Приходилось ли в практиках медиации, фасилитации, эмпатии принимать решения спонтанно – здесь и сейчас?

 

Однажды перед приездом участника в нашу резиденцию оказалось, что он боится собак. У нас тогда не был предусмотрен отдельный вход в мастерскую – нужно было идти через двор, где у нас эти собаки и жили (такие же большие собаки, как Дюшан, – Ю. В.). Я придумала за ночь, что мы просто выбьем в стене дырку и сделаем там дверь, которая выходит на улицу, и будет отдельный вход. Поэтому и курс этот я вижу как активизацию мышления – способности быстро реагировать.

 

Что в Вашей личности меняется, когда занимаетесь такими практиками – особенно, если работаете с группами?

 

Меньше страдаю, что требует огромных усилий. Иногда желаемое просто не получается. Начинается всё с эмпатии: нужно понять другого, а не просто возмутиться.

 

Меня, например, не возмущает, что определенная группа боится людей с другой сексуальной ориентацией. Я пытаюсь понять: почему и кто? В основном это родители. «Если мой ребёнок вырастет геем, как же ему будет сложно жить» – думают они. Но им не приходило в голову, что они не знают, как формируется сексуальная идентичность. Они думают, что она формируется посредством примера, и стараются защитить своего ребенка, предполагая, что тот посмотрит на гей-пару и тоже станет геем. А если сексуальная идентичость формируется не посредством примера? Я не специалист, но если бы я погружалась в эту тему, я бы шла к ученым, – биологам, психологам, – которые мне давали бы больше знаний, и я бы рассказала это родителям.

 

Вы видели какие-нибудь аналоги своим медиаторским и фасилитаторским практикам в украинской среде?


Конечно!
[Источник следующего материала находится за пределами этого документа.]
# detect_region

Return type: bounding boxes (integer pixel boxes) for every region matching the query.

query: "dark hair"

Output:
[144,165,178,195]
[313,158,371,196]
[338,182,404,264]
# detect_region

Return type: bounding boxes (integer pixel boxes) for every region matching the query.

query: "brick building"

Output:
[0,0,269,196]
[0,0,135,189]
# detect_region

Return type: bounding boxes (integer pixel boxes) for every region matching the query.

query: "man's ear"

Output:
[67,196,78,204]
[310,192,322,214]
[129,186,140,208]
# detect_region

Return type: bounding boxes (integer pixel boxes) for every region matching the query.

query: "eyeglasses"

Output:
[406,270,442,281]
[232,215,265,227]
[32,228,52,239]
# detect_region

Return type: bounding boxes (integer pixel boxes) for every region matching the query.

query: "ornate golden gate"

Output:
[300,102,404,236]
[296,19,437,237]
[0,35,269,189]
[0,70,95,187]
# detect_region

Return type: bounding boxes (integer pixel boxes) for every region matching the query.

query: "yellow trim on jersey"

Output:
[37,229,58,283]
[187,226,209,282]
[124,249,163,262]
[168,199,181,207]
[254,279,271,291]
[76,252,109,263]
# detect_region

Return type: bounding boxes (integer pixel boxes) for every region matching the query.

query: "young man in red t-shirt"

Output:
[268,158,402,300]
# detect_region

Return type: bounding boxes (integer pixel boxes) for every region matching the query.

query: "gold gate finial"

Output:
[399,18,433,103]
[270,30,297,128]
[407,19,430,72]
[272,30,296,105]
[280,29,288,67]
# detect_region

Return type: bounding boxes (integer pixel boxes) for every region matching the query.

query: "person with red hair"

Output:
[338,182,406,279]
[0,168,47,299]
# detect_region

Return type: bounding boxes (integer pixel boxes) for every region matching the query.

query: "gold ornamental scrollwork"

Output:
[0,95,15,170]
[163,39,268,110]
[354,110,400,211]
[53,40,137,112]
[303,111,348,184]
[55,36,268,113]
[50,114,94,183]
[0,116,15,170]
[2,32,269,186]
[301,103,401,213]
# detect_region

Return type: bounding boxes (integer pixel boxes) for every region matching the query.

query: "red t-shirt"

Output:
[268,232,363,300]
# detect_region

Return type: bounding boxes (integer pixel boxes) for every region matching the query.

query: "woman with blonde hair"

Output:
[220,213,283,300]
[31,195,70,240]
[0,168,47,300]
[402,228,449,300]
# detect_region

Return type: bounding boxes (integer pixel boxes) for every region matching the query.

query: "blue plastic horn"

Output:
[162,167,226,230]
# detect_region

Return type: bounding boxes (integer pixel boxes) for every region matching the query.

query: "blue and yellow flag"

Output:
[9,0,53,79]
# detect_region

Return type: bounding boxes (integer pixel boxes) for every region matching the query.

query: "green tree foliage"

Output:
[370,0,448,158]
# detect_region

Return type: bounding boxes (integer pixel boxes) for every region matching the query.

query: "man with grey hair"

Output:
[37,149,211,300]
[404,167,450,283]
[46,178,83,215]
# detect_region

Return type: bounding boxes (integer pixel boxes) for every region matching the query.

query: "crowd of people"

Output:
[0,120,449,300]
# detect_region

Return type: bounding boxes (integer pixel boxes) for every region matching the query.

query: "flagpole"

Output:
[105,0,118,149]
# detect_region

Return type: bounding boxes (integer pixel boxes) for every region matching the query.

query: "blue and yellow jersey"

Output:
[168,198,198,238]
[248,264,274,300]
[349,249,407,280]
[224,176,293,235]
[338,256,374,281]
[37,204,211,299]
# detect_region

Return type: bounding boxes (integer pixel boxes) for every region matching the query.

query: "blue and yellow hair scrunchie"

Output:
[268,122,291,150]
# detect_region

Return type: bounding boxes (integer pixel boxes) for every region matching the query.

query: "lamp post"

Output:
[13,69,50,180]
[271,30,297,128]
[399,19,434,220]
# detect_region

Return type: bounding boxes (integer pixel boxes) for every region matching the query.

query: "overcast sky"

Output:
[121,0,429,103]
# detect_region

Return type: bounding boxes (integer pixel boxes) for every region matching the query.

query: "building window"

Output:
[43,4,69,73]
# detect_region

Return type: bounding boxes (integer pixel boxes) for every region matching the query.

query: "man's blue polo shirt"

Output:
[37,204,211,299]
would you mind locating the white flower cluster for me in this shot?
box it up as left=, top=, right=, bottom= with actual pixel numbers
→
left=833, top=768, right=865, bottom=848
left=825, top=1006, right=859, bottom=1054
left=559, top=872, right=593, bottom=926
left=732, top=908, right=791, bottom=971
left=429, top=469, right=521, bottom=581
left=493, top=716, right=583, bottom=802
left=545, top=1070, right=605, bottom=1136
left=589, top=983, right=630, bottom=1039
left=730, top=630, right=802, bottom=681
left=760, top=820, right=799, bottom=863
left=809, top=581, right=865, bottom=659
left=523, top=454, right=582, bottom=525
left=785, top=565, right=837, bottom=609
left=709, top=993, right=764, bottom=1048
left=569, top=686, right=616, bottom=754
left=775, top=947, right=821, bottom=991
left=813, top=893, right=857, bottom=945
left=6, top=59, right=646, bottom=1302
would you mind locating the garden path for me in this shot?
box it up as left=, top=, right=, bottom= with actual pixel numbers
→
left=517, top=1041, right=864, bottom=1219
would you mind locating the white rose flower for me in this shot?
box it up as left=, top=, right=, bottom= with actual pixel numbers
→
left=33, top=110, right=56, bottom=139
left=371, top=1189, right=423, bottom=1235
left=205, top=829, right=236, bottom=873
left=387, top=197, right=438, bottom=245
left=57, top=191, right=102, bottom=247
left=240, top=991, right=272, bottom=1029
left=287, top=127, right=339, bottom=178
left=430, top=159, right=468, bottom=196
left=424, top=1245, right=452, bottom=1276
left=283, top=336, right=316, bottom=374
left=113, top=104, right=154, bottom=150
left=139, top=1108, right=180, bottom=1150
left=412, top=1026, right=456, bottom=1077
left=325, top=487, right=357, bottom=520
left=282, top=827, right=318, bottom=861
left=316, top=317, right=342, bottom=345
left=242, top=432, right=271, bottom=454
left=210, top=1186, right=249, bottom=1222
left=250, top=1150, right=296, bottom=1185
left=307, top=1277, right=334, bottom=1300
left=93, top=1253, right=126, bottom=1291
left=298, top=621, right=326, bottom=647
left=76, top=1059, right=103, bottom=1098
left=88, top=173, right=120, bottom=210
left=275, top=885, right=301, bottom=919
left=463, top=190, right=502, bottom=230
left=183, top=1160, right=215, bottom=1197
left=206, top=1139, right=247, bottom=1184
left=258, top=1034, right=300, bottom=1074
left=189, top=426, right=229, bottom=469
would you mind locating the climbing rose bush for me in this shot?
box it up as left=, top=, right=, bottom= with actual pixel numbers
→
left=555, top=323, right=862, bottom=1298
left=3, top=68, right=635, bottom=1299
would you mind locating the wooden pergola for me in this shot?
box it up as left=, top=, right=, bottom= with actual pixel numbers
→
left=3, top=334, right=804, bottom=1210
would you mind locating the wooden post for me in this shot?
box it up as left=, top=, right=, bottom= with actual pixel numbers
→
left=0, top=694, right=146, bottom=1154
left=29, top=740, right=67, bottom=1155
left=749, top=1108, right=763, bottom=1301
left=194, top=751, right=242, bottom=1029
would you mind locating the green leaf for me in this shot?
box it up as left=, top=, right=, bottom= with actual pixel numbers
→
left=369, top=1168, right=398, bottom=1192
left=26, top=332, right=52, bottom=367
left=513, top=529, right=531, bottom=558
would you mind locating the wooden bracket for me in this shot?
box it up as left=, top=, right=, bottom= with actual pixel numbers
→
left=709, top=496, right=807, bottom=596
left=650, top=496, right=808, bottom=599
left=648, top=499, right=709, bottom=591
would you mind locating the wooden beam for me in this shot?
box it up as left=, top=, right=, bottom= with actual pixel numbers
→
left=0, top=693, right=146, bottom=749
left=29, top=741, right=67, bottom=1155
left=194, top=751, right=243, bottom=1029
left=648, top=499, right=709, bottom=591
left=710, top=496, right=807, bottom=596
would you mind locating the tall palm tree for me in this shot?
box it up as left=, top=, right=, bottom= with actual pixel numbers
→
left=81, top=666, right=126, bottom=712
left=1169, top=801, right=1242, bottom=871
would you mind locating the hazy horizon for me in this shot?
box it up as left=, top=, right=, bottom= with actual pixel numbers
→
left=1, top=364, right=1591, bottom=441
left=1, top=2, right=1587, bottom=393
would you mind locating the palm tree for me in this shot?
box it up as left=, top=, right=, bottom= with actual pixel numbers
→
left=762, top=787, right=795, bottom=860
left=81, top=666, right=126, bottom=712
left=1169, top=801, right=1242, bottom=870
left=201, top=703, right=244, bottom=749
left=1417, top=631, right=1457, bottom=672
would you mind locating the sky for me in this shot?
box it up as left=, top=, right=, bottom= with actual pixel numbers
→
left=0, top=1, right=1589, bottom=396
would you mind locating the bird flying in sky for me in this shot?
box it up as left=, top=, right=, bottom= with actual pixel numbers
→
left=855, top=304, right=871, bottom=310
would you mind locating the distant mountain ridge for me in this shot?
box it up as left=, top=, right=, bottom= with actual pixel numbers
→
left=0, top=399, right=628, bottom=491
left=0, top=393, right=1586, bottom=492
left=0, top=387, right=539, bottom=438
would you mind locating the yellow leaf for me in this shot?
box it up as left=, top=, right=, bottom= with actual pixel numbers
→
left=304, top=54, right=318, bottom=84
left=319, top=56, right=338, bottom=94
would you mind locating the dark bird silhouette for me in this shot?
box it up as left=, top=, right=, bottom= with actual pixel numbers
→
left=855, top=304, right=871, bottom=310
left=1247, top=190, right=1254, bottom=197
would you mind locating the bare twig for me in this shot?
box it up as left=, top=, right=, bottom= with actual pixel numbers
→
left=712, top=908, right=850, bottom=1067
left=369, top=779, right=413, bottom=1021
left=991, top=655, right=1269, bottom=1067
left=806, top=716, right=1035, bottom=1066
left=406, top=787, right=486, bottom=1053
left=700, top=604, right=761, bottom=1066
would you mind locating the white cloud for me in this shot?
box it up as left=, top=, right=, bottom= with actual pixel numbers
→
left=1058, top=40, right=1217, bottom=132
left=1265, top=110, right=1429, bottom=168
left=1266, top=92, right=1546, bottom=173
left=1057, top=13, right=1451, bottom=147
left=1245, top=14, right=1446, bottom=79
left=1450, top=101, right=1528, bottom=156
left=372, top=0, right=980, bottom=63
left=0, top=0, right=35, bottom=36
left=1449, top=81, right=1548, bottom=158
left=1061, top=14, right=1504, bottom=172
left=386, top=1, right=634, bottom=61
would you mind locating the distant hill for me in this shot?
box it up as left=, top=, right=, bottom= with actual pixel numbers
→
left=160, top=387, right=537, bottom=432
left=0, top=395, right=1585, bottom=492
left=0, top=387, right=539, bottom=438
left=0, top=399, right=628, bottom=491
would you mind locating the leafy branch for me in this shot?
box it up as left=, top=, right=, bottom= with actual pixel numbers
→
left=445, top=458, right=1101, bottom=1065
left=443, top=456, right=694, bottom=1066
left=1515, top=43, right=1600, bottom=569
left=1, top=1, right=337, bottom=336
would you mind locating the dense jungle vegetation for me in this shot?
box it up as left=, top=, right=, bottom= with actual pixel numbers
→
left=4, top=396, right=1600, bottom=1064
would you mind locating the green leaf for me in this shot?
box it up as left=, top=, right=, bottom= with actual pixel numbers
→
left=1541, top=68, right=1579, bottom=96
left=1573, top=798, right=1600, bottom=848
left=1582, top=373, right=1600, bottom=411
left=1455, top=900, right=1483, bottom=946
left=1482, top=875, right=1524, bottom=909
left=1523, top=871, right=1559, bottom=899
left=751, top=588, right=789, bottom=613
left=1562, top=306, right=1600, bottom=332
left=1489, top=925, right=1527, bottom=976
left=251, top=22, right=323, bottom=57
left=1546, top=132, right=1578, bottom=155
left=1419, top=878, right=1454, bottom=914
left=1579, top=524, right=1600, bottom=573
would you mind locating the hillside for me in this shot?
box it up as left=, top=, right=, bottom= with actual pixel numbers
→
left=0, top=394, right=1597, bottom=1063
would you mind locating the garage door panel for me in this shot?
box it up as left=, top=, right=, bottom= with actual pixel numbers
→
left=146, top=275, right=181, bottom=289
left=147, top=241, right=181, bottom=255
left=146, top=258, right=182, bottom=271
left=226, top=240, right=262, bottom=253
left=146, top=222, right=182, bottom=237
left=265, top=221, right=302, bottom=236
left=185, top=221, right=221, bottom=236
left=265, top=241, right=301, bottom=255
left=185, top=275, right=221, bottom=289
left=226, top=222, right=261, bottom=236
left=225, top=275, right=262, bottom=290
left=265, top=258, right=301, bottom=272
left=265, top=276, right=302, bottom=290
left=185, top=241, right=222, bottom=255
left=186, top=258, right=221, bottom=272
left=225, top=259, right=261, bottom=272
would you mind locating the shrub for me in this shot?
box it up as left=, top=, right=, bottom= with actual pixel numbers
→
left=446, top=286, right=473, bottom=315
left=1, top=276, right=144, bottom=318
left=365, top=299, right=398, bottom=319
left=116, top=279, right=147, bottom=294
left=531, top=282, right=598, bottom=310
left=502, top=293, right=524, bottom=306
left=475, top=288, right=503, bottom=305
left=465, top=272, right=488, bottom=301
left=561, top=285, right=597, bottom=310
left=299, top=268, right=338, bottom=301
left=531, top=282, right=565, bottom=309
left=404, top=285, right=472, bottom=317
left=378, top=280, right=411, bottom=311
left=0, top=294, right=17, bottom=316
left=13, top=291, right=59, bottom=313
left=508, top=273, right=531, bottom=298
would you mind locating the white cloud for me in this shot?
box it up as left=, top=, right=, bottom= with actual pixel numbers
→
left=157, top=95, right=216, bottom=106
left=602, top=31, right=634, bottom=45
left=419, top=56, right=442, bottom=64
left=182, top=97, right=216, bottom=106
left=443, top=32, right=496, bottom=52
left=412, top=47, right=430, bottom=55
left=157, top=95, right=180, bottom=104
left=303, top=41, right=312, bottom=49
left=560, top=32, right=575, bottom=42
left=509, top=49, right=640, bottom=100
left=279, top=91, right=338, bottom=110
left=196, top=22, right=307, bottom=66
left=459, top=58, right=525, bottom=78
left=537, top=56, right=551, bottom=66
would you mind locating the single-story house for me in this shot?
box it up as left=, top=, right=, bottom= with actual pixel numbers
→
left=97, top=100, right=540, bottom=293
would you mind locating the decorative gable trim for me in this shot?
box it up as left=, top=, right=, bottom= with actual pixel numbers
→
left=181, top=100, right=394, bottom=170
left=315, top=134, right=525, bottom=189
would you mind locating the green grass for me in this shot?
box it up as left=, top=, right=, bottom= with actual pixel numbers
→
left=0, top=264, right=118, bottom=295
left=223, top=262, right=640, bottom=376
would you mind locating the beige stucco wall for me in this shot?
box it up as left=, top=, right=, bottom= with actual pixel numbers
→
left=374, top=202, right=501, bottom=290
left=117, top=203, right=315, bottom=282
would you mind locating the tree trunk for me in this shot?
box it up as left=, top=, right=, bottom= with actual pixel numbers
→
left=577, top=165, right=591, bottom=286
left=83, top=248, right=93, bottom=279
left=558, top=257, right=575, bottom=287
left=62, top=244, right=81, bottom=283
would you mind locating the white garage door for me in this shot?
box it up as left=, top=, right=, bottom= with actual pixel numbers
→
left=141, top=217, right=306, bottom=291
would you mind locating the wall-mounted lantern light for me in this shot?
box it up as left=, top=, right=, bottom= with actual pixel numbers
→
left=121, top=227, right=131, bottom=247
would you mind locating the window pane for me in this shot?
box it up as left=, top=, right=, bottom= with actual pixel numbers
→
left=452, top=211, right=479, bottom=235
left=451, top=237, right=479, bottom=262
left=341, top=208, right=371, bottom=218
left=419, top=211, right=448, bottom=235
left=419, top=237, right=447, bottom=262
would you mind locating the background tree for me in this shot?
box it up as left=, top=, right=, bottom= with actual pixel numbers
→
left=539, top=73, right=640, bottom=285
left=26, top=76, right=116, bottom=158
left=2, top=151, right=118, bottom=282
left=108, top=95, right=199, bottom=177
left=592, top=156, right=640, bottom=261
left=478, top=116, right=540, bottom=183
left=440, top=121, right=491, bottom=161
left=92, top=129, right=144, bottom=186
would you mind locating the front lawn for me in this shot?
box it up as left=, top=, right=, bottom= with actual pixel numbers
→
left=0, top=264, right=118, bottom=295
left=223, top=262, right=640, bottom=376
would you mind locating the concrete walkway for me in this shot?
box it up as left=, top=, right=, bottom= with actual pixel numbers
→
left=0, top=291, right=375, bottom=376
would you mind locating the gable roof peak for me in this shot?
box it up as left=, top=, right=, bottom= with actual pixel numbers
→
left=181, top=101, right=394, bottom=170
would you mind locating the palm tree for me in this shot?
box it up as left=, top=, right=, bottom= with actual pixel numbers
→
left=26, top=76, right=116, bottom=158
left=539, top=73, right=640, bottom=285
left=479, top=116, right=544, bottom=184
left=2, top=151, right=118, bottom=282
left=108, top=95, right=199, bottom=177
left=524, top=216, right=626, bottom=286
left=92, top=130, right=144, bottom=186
Юрий Кручак с Юлией Костыревой находили решения для слепых пациентов: они создали специальный макет интерната для слепых детей, чтобы те могли понять топографию места. У Алины Копицы тоже часть работ – фасилитаторские; например, «Игра» в PinchukArtCentre. Она вовлекла группу людей в игру с сексуальным элементом – мы же очень закомплексованные, этакие пуритане. Игра стала решением: Алина высмотрела, что люди вокруг именно такие, и дала им возможность объединиться в группе с этой проблемой.

 

 

Работа Алины Копицы «Игра» («Засади это») в PinchukArtcentre

 

Об авторе

 

Юлия Войтенко – выпускница Киево-Могилянской академии, журналист, переводчик, в прошлом – организатор эко-культурних событий, волонтер пресс-центра Форума издателей во Львове, проекта «Захват» фонда «Изоляция». Работает в School of visual communication.